The absolute best time to get into your endurance run? That would be right after your period ends and before your fertile phase – which gives you a pretty narrow window! What's important to know is that, throughout your menstrual cycle, your body is changing a lot, and there is no such thing as a "bad" workout. Listen to your body, pay attention to cues like more sweating than usual, struggling to catch your breath or simply running out of steam early on, and give yourself a break. Once you're out there giving it a try, you're doing more than most.
...ask for a raise
Your menstrual cycle has a lot to do with how you feel from day to day – but in more positive ways than you'd think. Despite popular culture telling us that our menstrual cycle is making us irrational, causing us to cry at TV ads for kids' yogurts (guilty) or giving us less patience with our kids, in fact there are a lot of positive ways the menstrual cycle can affect your brain, too.

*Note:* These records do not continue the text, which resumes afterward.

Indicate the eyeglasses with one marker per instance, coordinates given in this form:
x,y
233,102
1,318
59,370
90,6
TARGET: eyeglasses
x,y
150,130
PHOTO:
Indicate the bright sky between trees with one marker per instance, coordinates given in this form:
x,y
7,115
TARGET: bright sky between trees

While many people report feeling more anxious and irritable than usual right around the time of their periods, and sometimes for a few days beforehand, a study by the BBC shows that the time between ovulation and menstruation – yes, our old friend, the luteal phase – is when people who menstruate will likely be feeling at their calmest, and even that, roughly three weeks after your period, you'll be a better communicator than ever. That makes the luteal phase the perfect time to convince your boss to consider that wage increase you know you deserve.
...have a heated argument
If it's beginning to seem like the luteal phase might be the best time of the month to do just about anything – except lift weights – you could be on to something! Surely feeling at your calmest is a great time to have that emotional argument you and your best friend have been dancing around for weeks.
As a matter of fact, not only will you be feeling calmer and like a better communicator, roughly three weeks after your period, according to BBC Future, but you'll also be more attuned to others' feelings – and we all know that empathy is an essential ingredient for the successful resolution of any argument.
If you're someone who loves shopping and has zero issue trying on clothes in changing rooms with unflattering lighting, congratulations! Go shopping any time you like. If you're someone who finds changing rooms... somewhat challenging, to say the least, you might want to pay a little attention to how your body's feeling and what it's doing before you stand in line with your 14 items.
It's fair to say that pre-period, right at the end of that luteal phase, in the last few days of your cycle, won't be an ideal trying-on time for most people who menstruate. Why's that? In preparation for pregnancy, or for menstruation, you may be feeling common PMS symptoms such as bloating and heavy, painful boobs – boobs that do not want to be shoved into a strapless linen vest right now (or possibly ever).
Do yourself a favor: give yourself a break in the few days before your period, and until it's tapered off to a comfortable, barely-noticeable-in-cramping terms level before you go out to do a wardrobe makeover. Or else be smart: shop online and try on in the comfort of your own home. Just make sure you remember to do your returns within the accepted timeframe!